Bottom line is that although the Packers revenues were up from $218 to $241 million, the net income was down from $21 million to $14 million. The J-S article comes across as putting the blame for the lower bottom line squarely on the players, who got $127 million in 2007 compared to $110 million in 2006. However, on the Packers own website, their article says first players' salaries did go up, but they also spent a lot on other stuff too.

The team also saw significant bumps in both team expenses (from $17.7 million to $26.5 million) and general and administrative expenses (from $27.5 million to $35.2 million). Those increases were due in part to the cost of strengthening the balance sheet through payments of long-term retirement obligations.

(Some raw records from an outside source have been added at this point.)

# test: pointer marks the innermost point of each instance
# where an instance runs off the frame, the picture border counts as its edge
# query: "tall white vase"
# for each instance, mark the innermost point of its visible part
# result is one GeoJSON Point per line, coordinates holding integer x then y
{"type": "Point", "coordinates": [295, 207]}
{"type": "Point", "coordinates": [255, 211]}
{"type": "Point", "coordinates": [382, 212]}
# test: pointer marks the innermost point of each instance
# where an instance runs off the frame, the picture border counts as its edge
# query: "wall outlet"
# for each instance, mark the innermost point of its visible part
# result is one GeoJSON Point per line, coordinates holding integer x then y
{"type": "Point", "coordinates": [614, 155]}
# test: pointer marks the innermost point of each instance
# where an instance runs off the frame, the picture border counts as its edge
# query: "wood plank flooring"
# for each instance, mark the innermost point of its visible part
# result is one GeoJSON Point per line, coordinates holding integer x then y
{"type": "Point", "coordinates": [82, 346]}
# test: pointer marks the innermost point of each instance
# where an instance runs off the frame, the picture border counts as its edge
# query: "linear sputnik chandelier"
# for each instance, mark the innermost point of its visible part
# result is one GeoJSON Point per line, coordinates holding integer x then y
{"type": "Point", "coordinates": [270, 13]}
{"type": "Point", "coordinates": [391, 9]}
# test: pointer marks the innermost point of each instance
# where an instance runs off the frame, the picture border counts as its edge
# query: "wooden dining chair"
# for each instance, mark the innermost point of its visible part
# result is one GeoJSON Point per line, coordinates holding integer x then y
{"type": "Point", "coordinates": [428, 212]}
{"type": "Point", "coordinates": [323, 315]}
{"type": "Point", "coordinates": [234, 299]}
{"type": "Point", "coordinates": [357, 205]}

The team makes annual payments to these funds but took the opportunity this year, coming off a successful season both on the field and financially, to make additional payments toward this future obligation.

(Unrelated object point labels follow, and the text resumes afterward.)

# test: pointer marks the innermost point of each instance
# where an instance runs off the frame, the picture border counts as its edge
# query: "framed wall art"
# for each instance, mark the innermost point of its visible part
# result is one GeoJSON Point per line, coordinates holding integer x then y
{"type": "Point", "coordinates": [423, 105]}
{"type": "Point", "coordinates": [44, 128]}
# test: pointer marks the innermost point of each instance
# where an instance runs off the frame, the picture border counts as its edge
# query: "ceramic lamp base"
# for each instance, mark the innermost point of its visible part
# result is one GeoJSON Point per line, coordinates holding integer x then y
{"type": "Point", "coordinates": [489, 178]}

There also was an impact from new contracts that were entered into with GM Ted Thompson and Head Coach Mike McCarthy, as well as costs related to the leadership transition to Murphy.

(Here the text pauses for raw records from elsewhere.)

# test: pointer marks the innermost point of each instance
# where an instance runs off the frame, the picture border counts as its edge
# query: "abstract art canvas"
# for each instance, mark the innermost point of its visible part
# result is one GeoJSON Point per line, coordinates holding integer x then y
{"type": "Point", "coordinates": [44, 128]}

Paying expenses does not strengthen your balance sheet, but whatever. Strengthening the long-term retirement obligations? Maybe it had something to do with the costs related to new President Mark Murphy's "leadership transition" and a nice new golden parachute for him if he flames out like the team's last successor to Bob Harlan.

Overall revenues were up by 10%, players' salaries were up by 8%, and other administrative expenses were up a whopping 64%. Those administrative expense are probably all fine and legitimate, but don't lay any blame for a decline in net profit at the players' feet. Bottom line, the NFL and the Packers are making a lot of money and while the players are making their fair share, their bosses are doing very well too.

I don't know why the J-S article decided to point out "red flags" because the team is still showing a healthy $12 million net profit, which is a number they can fudge anyway. Their cash flow is probably even better. Plus they're sitting on a rainy day fund of around $150 million. The team has probably never been in better financial shape, and could weather any fiscal storm that might hit.